Detesto la violencia. Cualquier forma de violencia porque supone el fracaso de la educación en sociedad, la absoluta negación de la razón y lo que es peor: la interminable espiral que provoca y que aboca al caos. Lo sucedido estos días en Cataluña me trae a la memoria esta reflexión, entendida desde el prisma de que los violentos nunca podrán doblegar a una democracia que, aun siendo imperfecta como la española, protege al ciudadano y blinda sus derechos. Es inconcebible que responsables políticos como Torra no la condenen explícitamente y la utilicen para otros intereses que todos conocemos.

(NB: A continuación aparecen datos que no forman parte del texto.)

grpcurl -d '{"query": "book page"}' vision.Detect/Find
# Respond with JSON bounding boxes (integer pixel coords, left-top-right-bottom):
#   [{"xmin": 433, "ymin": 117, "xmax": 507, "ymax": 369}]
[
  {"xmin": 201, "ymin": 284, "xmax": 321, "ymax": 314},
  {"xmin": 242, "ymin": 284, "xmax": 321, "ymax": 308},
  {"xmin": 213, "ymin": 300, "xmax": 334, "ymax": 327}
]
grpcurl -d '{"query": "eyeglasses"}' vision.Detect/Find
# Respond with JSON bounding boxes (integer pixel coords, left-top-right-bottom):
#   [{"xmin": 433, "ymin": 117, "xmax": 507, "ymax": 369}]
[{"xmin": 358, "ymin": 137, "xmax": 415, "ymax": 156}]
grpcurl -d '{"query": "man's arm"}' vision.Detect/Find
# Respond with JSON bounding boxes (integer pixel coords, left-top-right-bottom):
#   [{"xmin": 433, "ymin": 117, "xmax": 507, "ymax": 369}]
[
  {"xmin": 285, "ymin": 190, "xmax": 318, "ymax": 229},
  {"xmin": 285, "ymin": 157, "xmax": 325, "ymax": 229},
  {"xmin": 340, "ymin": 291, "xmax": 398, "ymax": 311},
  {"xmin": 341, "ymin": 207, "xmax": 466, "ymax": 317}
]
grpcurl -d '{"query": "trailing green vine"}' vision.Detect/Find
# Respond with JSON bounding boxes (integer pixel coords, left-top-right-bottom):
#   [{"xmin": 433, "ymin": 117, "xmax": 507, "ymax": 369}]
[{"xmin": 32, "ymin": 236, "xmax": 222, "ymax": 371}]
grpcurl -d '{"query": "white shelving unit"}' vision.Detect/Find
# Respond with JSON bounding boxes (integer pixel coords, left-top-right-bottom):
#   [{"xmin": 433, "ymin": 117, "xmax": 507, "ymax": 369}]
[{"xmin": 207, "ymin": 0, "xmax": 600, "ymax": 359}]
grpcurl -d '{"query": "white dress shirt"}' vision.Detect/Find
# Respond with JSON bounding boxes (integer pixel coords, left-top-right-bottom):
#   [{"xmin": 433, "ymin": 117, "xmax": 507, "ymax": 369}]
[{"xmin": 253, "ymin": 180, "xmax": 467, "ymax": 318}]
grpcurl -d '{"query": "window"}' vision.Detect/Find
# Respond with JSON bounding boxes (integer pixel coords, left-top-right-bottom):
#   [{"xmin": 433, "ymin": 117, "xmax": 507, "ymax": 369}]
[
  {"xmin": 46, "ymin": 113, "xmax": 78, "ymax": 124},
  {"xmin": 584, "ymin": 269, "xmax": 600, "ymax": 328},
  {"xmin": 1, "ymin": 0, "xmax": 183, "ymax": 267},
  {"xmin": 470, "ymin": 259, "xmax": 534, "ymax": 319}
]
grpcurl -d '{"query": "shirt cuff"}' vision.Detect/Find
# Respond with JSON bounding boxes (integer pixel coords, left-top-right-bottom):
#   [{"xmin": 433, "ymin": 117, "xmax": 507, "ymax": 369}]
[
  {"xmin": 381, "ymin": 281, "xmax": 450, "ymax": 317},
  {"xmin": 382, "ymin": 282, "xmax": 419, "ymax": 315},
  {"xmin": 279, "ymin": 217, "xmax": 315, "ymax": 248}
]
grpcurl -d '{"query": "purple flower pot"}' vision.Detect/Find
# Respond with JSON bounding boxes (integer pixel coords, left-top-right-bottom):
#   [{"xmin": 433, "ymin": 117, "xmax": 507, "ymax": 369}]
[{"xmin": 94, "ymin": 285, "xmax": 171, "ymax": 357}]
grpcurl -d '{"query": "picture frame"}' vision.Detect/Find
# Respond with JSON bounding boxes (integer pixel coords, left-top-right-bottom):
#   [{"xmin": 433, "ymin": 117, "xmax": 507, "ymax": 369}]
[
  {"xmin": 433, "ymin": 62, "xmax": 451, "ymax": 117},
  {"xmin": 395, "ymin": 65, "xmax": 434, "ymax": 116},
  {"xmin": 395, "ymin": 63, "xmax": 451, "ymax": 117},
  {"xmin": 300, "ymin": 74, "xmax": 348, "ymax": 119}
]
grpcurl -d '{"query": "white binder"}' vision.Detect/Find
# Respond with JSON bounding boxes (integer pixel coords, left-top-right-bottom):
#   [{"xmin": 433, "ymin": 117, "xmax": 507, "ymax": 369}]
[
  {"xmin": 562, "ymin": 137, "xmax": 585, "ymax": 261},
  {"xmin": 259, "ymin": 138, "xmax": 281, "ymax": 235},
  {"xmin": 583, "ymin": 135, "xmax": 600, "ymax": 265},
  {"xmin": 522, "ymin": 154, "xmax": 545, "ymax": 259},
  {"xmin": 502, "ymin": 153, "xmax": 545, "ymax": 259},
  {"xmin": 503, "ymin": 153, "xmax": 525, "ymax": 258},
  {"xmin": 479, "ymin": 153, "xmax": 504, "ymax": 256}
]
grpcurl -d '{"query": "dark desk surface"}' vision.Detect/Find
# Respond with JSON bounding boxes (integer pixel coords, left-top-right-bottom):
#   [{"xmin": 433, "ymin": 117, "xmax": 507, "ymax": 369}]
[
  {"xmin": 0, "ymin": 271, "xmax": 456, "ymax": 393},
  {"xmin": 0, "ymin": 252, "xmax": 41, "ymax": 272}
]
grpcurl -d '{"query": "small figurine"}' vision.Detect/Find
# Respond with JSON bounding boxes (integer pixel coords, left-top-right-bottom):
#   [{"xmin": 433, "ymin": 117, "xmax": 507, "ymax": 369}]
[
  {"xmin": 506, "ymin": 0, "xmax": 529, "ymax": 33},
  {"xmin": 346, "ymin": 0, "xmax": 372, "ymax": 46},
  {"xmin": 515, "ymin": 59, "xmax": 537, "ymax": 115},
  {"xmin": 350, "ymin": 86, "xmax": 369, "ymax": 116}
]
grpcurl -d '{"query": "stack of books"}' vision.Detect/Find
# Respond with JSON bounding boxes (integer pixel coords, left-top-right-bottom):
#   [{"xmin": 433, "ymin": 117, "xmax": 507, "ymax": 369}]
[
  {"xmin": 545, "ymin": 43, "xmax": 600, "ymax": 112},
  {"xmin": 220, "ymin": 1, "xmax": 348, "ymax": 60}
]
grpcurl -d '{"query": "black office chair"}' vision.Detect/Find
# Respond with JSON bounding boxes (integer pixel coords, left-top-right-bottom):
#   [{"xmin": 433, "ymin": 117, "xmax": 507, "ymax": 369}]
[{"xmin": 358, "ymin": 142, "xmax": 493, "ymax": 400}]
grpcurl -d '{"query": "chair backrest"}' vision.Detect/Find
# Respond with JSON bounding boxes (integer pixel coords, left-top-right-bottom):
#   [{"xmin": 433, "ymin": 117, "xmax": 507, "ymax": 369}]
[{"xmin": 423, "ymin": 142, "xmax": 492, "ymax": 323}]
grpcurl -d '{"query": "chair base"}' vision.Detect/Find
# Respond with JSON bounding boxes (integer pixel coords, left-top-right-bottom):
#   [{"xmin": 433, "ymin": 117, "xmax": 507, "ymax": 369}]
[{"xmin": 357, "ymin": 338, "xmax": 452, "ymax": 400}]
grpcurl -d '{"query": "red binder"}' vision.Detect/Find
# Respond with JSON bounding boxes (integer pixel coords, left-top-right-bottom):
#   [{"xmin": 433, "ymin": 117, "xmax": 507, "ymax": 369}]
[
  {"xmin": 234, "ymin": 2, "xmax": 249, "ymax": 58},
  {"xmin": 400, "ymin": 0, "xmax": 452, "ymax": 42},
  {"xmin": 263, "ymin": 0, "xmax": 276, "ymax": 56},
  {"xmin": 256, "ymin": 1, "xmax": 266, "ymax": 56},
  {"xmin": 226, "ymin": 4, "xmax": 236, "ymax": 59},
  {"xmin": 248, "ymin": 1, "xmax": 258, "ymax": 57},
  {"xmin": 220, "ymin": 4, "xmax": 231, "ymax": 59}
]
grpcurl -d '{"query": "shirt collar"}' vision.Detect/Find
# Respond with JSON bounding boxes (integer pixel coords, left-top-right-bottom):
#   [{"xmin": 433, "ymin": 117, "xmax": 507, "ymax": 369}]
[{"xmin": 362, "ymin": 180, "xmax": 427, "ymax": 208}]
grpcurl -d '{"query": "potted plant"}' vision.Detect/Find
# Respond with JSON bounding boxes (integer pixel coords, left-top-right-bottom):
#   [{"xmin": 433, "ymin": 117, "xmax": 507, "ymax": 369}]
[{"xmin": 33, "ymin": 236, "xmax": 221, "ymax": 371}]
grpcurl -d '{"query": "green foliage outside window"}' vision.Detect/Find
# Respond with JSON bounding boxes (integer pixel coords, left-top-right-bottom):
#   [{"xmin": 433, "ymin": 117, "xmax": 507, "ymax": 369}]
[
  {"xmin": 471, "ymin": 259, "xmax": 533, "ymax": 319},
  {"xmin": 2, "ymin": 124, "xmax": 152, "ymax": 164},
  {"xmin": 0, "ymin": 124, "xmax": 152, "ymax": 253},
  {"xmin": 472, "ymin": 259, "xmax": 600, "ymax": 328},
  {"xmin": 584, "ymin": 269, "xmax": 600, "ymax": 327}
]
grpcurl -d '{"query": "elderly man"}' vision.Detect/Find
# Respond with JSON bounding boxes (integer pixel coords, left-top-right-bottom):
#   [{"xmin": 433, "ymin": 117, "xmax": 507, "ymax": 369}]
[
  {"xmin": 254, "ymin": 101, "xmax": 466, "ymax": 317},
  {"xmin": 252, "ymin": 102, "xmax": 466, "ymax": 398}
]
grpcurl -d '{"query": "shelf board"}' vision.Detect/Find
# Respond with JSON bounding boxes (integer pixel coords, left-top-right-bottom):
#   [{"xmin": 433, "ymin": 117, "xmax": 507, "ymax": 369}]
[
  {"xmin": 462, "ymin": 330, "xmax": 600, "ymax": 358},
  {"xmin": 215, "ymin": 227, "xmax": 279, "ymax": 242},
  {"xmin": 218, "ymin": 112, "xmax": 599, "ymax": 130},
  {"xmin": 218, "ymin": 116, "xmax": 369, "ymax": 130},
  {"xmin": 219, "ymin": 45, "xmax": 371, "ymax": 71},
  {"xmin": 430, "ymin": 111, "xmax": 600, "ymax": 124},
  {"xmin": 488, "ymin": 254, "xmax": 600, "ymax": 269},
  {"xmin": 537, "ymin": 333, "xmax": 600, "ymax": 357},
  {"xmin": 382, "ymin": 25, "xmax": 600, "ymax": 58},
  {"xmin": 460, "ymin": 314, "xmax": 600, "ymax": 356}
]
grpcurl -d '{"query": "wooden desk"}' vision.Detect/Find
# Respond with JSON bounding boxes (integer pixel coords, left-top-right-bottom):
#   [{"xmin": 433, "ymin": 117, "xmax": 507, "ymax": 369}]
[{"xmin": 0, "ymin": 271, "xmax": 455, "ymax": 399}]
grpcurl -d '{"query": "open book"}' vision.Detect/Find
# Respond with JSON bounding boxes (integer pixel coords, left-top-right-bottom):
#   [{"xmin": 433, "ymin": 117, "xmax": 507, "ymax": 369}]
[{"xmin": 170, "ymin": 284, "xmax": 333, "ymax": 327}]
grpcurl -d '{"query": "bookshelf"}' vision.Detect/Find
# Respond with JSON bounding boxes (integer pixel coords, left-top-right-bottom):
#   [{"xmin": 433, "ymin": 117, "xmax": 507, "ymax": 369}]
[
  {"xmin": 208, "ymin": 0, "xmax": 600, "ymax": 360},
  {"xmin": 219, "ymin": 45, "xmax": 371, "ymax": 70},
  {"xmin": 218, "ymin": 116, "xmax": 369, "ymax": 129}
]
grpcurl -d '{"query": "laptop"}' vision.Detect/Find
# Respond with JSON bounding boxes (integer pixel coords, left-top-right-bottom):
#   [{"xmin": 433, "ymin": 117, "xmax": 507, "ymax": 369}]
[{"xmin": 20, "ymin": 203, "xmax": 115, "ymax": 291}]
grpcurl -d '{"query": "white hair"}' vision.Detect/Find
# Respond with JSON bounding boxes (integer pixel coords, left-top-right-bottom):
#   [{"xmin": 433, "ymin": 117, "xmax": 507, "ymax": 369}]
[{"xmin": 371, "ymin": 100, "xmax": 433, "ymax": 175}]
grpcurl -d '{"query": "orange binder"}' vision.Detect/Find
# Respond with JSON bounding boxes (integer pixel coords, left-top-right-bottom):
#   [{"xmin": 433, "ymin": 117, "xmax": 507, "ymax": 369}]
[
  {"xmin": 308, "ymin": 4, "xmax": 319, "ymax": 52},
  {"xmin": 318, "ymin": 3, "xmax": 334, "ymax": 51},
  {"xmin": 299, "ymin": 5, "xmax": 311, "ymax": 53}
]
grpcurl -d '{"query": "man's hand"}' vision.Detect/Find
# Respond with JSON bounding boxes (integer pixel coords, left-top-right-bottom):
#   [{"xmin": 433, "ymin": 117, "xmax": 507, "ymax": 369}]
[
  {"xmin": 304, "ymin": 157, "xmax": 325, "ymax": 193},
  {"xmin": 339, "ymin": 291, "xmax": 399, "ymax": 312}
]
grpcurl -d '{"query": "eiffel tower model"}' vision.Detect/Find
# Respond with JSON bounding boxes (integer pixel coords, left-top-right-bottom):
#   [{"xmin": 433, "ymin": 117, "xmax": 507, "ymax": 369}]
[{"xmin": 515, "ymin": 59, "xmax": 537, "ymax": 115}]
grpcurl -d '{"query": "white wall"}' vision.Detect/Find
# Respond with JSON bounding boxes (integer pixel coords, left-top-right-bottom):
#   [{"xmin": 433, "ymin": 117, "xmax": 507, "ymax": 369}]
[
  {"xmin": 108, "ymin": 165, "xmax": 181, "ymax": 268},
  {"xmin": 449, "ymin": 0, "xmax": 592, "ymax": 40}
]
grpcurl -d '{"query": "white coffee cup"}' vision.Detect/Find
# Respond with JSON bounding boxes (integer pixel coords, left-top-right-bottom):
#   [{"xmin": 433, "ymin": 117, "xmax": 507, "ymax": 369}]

Pero lo más grave de la violencia, entiendo, son las heridas que deja a su paso. A veces irrecuperables. Ciudades bellísimas como Barcelona arrasadas por una turba de delincuentes callejeros. En estos días he pensado quién merece ese castigo. No habrá nunca derecho ni razón que justifique altercados de esta envergadura que, a mis 48 años, no había visto en la España en la que he crecido. Hace unos días un alcalde joven como Luis Salaya escribió en su muro de Facebook que la capital catalana volverá a ser esa ciudad culta y elegante cuando las bestias estén encerradas o escondidas. Totalmente de acuerdo. Pero el fracaso ya se habrá consumado para entonces porque allí se abrió otra herida que tendrá que cicatrizar. La imagen de calles ardiendo ya formará parte de su intrahistoria, de un mal recuerdo en unas noches de octubre. De vecinos con miedo, policías heridos y niñatos jugando a taparse la cara como cobardes.

Me pregunto si así querrán los independentistas poner de rodillas al Estado. Estoy convencido de que no lo lograrán porque, entonces, la tumba de los demócratas estaría servida. Cataluña se merece un gobierno mejor pero, sobre todo, decente. Desde los despachos también se alienta la violencia con el silencio. También se provocan heridas, a veces, con la intención de hacer más daño del que ya existe. Párenlo ya.